Why doesn't the substring work?

  • I have a stored procedure which is supposed to check if a part of a datatype text field (Textdescription) has an already existing projectnumber. However the field Textdescription can also have normal text in it (thus not starting with 'Int.nr.TXT:'). Normally I would expect that because the where clause is evaluated before the select that system will only try to retrieve those records I specify using my where. However it now fails because of error: Cannot convert varchar to int.

    So if my data is:

    ProjectID Textfield

    26 normal text in this field

    26 special text in this field

    26 Int.nr.TXT: 69000

    System will give error: Cannot convert varchar 'n this fie' to int'. When I expect it only to retrieve those records starting with 'Int.nr.TXT'. Why does SQL still try to evaluate those other lines. I now solved it by casting the TTT_ID field also as varchar. But what is the cause?
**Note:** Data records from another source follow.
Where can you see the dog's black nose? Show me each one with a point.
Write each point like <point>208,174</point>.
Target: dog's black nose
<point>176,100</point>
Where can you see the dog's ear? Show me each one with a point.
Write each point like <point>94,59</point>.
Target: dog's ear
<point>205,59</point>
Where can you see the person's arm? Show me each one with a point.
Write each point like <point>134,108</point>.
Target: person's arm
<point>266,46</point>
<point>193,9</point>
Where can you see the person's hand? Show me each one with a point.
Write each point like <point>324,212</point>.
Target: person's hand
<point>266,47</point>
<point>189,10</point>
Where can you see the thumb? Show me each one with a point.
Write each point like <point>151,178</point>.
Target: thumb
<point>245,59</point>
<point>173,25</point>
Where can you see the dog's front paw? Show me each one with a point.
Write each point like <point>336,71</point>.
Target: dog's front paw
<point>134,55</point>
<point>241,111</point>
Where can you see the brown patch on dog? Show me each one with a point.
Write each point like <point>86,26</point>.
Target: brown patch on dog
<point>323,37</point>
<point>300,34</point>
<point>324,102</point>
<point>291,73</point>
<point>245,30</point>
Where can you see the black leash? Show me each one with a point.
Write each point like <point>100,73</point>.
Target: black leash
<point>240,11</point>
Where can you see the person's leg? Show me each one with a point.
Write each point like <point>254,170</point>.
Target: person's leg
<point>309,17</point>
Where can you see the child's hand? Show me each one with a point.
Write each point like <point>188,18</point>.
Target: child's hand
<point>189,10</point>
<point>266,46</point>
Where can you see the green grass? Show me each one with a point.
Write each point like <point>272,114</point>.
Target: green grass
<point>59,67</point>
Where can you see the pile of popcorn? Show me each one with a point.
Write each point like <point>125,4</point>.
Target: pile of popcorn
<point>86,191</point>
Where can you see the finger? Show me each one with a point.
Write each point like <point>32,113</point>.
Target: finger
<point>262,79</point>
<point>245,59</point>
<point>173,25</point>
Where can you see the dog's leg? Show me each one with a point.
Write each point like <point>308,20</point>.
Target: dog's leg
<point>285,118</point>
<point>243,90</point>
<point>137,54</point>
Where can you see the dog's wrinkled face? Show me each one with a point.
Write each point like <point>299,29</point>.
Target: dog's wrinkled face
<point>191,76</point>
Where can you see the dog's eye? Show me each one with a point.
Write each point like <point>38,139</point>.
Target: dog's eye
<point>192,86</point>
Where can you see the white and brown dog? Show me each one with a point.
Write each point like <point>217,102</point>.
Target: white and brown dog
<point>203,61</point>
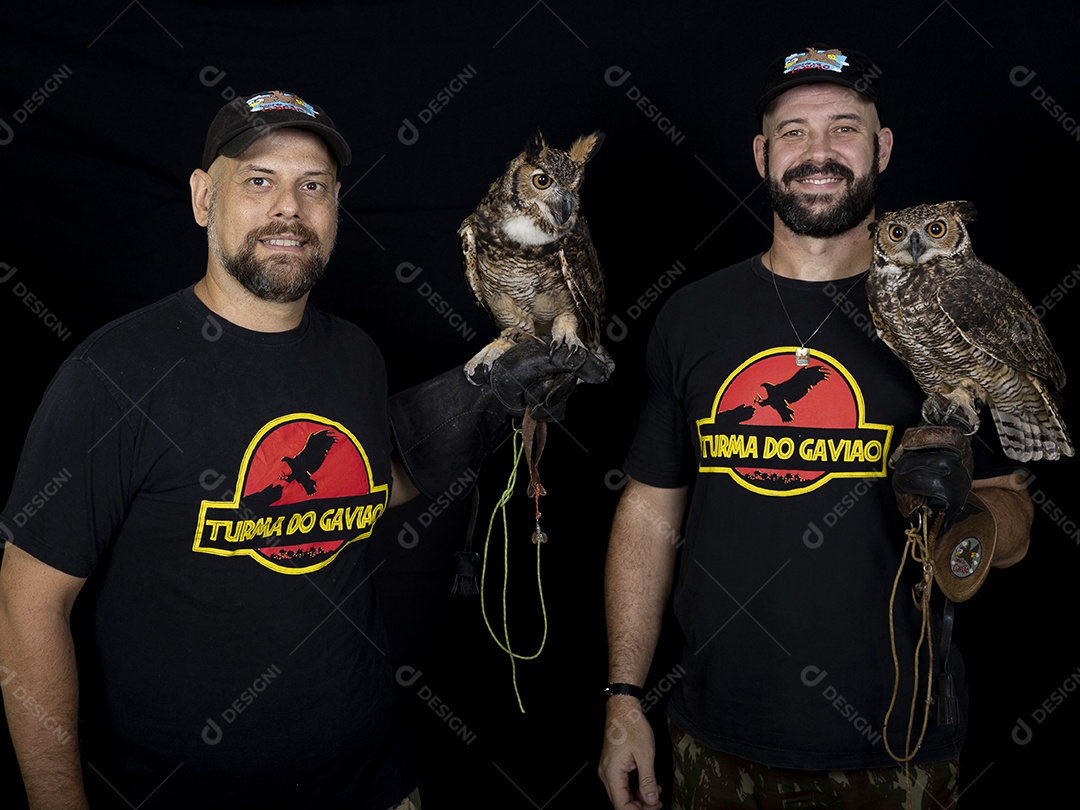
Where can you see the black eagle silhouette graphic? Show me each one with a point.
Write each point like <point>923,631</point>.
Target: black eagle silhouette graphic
<point>308,460</point>
<point>782,394</point>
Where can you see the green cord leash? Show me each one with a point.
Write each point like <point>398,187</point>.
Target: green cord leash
<point>500,507</point>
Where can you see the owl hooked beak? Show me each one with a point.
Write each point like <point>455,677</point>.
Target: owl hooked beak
<point>916,247</point>
<point>561,206</point>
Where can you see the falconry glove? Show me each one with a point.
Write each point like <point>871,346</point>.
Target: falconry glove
<point>445,427</point>
<point>933,466</point>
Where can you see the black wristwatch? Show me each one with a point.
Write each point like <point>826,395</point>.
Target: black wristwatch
<point>631,689</point>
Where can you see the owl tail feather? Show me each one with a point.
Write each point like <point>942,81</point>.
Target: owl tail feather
<point>1028,436</point>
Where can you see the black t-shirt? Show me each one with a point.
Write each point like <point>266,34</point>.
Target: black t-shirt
<point>219,488</point>
<point>793,538</point>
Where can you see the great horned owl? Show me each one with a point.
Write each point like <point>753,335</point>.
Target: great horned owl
<point>528,255</point>
<point>968,334</point>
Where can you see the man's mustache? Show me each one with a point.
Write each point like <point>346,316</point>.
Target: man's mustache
<point>829,166</point>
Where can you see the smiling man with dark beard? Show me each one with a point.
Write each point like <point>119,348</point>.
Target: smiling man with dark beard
<point>775,340</point>
<point>201,585</point>
<point>798,212</point>
<point>280,279</point>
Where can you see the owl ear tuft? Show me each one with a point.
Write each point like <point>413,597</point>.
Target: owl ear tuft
<point>535,146</point>
<point>583,149</point>
<point>966,211</point>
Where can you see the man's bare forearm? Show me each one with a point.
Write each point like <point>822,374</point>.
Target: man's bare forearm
<point>40,683</point>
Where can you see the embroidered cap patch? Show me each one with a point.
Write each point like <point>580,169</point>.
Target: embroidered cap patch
<point>813,59</point>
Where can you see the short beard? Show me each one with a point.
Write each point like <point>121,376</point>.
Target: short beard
<point>847,213</point>
<point>278,279</point>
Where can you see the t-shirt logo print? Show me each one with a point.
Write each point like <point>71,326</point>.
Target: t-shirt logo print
<point>304,493</point>
<point>780,431</point>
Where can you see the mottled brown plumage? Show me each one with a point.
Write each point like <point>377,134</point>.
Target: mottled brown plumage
<point>528,255</point>
<point>970,337</point>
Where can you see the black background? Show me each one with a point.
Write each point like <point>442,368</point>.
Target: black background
<point>105,107</point>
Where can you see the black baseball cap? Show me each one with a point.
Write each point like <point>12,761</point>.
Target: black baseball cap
<point>243,121</point>
<point>820,64</point>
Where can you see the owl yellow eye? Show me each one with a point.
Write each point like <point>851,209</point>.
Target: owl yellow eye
<point>937,228</point>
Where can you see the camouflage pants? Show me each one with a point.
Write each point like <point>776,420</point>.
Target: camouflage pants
<point>409,802</point>
<point>706,779</point>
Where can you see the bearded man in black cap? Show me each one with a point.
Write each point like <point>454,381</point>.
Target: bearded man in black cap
<point>228,453</point>
<point>770,396</point>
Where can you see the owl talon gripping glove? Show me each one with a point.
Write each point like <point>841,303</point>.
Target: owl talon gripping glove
<point>444,428</point>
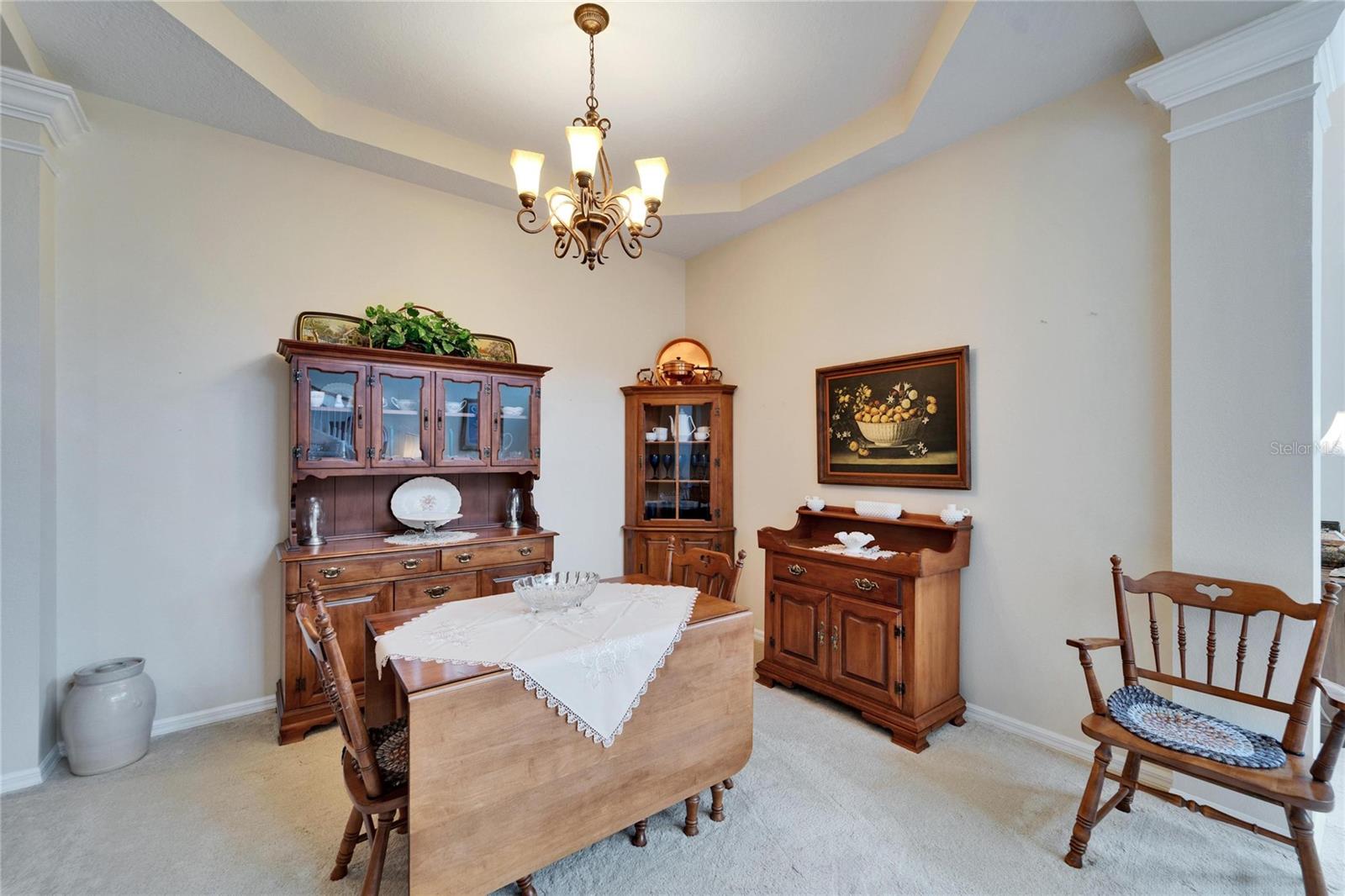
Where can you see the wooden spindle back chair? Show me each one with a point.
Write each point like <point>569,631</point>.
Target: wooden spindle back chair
<point>374,799</point>
<point>1200,603</point>
<point>708,571</point>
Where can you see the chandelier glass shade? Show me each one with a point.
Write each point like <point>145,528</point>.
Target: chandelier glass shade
<point>591,213</point>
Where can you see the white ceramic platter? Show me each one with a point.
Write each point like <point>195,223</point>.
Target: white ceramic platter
<point>427,499</point>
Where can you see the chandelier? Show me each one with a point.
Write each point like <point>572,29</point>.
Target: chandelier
<point>588,214</point>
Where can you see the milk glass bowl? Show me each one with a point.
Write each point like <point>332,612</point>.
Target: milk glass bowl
<point>556,593</point>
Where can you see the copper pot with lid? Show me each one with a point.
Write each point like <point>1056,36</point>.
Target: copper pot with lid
<point>677,370</point>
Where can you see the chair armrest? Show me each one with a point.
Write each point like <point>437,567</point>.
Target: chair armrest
<point>1333,693</point>
<point>1325,766</point>
<point>1086,645</point>
<point>1094,643</point>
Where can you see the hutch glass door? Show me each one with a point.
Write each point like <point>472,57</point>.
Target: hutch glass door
<point>330,416</point>
<point>462,405</point>
<point>679,461</point>
<point>401,417</point>
<point>515,421</point>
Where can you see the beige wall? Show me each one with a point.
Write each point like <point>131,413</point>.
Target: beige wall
<point>1042,244</point>
<point>187,252</point>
My code is:

    UPDATE tblInvoicesProject

    SETTTT_Factureren = 0,

    TTT_FactuurStatus = 0,

    TTT_FactuurNummer = 0

    WHERETTT_ProjectID = 26

    AND TTT_FactuurStatus = 1

    AND TTT_ID NOT IN(

    SELECT SUBSTRING(CAST(X.TextDescription AS VARCHAR(100)),13,10)

    FROM [500].dbo.frstx X

    WHERE (LEFT(CAST(X.TextDescription AS VARCHAR(100)), 11) = 'Int.nr.TXT:'))

  • I suspect that the cause of the problem is that you have a row in the data where TextDescription begins with 'Int.nr.TXT:' but there is no valid integer after.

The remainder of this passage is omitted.